Na travessia do rio Incomati, de Manhiça a Calanga, não há garantia de segurança para pessoas e bens. Com efeito, a mesma é feita de canoas pilotadas por crianças até 14 anos de idade, o que periga a vida de todos: transportados e transportadores. A situação complica-se nos dias em que o rio aumenta de caudal e as águas tornam-se furiosas.

A travessia do rio Incomati para Calanga a partir da zona da Manhiça esconde grandes perigos. A segurança não existe. Os utentes das canoas que ali fazem este serviço fecham o olho à situação. As autoridades também. Mas um dia, se não se intervir para melhorar a situação, acordaremos com gritos de choros e luto.  

Ainda não há registo de nenhum naufrágio no local, mas o apetite de querer encher o bolso mais rapidamente que se pode, e a ingenuidade da idade, faz com que as crianças que pilotam as canoas se aventurem a realizar o seu negócio em dias desaconselháveis.

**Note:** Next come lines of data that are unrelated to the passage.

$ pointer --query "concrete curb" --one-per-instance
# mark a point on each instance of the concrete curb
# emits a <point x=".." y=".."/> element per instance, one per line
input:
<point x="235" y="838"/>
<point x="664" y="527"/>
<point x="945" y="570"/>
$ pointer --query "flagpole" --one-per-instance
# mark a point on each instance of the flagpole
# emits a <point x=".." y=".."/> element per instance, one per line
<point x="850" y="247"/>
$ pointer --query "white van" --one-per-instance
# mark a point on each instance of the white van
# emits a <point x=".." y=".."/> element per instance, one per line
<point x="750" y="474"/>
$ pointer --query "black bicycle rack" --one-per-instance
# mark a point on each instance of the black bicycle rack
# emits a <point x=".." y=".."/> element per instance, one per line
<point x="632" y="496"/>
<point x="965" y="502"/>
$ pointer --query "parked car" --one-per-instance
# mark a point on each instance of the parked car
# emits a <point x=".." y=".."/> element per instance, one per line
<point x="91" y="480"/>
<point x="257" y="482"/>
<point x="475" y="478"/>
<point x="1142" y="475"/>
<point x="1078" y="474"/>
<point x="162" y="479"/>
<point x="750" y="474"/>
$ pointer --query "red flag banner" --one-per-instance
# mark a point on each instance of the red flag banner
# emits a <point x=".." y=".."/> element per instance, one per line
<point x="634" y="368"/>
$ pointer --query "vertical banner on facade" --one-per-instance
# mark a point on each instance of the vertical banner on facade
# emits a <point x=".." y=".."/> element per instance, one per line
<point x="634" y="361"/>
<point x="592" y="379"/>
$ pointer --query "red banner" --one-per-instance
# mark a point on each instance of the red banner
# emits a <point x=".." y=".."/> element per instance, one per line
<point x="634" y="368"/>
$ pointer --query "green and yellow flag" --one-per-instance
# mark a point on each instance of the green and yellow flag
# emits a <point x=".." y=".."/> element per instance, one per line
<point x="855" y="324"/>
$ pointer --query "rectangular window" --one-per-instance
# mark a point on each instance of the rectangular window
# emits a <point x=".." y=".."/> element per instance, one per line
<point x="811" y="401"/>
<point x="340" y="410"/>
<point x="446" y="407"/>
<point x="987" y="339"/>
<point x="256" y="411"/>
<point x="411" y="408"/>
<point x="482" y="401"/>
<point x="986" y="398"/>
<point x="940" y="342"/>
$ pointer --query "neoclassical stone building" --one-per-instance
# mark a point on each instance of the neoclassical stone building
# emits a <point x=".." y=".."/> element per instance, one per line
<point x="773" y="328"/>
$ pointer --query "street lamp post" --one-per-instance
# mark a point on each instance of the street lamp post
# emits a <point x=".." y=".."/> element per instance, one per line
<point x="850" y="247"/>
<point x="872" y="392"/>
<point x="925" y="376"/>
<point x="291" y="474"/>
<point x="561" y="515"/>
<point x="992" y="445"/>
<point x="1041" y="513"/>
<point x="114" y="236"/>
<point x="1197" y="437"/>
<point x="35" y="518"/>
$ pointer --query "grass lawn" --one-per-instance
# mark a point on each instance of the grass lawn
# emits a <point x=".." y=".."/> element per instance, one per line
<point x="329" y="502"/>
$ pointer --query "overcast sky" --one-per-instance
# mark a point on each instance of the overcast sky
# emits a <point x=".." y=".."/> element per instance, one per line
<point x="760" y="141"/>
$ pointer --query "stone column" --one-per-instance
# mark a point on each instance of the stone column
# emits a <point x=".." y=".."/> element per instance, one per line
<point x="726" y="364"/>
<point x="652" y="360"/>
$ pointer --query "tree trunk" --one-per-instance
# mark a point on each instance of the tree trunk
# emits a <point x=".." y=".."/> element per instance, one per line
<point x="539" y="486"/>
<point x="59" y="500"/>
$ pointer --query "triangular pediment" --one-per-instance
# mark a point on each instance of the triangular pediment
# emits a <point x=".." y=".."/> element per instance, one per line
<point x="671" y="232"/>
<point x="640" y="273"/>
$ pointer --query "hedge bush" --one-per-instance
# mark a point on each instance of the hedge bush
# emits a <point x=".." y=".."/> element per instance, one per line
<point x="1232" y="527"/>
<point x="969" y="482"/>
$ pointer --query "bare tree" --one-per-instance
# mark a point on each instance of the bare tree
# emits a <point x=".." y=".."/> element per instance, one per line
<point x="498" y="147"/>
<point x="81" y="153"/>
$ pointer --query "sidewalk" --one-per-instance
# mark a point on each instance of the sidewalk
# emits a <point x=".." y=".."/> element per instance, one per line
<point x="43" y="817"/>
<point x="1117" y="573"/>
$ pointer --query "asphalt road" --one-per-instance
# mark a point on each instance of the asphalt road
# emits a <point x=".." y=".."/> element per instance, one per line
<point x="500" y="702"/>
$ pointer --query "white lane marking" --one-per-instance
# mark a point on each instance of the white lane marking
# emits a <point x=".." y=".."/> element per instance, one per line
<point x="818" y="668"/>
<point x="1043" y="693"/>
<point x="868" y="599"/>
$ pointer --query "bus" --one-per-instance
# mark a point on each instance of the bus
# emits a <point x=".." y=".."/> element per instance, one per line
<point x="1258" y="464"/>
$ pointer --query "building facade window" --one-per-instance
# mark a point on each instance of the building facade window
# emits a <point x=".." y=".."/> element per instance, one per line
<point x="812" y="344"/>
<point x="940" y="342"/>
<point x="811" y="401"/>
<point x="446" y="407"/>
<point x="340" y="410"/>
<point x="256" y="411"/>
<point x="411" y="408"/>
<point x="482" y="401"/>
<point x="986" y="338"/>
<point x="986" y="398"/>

domingo esteve no local e testemunhou esta situação de perigosidade na travessia para Calanga. Conversou com os meninos-pilotos das canoas transportadoras de gente que vivendo na Manhiça e tendo machambas na zona de Calanga, assim como com os utentes destas embarcações. Todos disseram não verem perigo na forma como são transportados e nem tinham medo de crocodilos, mesmo sabendo que abundam e matam no rio Incomati.

De manhã e à tarde atravessam para a zona de Calanga residentes de Manhiça que têm daquele lado suas machambas junto às plantações da empresa açucareira de Maragra. Um único “bilhete” de cinco meticais basta para uma pessoa ir e voltar. 

Os transportados dizem que não correm nenhum perigo de vida e os transportadores afirmam que nada pode acontecer de mal. Mas todos são unânimes em dizer que “quando o caudal aumenta, sobretudo em tempos chuvosos, não vale apena atravessar”, o que nem sempre é obedecido, pois, aventureiros não faltam.

Os transportadores fazem escala para levar gente para a outra margem do rio. Cada operador tem uma semana para transportar pessoas e seus bens e depois cede lugar a outros. Enquanto espera a sua escala, algumas canoas vão sendo utilizadas para a actividade pesqueira, também exercida pelas crianças e seus pais.

Facto curioso é de haver atrevidos que fazem a travessia andando a pé, mesmo com a água ao pescoço. Desses sem medo fazem parte crianças, que nadam de uma margem para outra sempre com a esperança de que os crocodilos não andam por perto.

E é por não temer de crocodilos que, em dias de calor, mulheres e homens de Manhiça descem para a travessia, nadam e curtem a vida como se estivessem numa verdadeira praia oceânica.

 “Aqui não há crocodilos. Só lá naqueles charcos das machambas de açúcar é onde por vezes surgem jacarés”, explicou-nos o velho Samuel Ngulele, depois de desembarcar de Calanga na companhia da sua família.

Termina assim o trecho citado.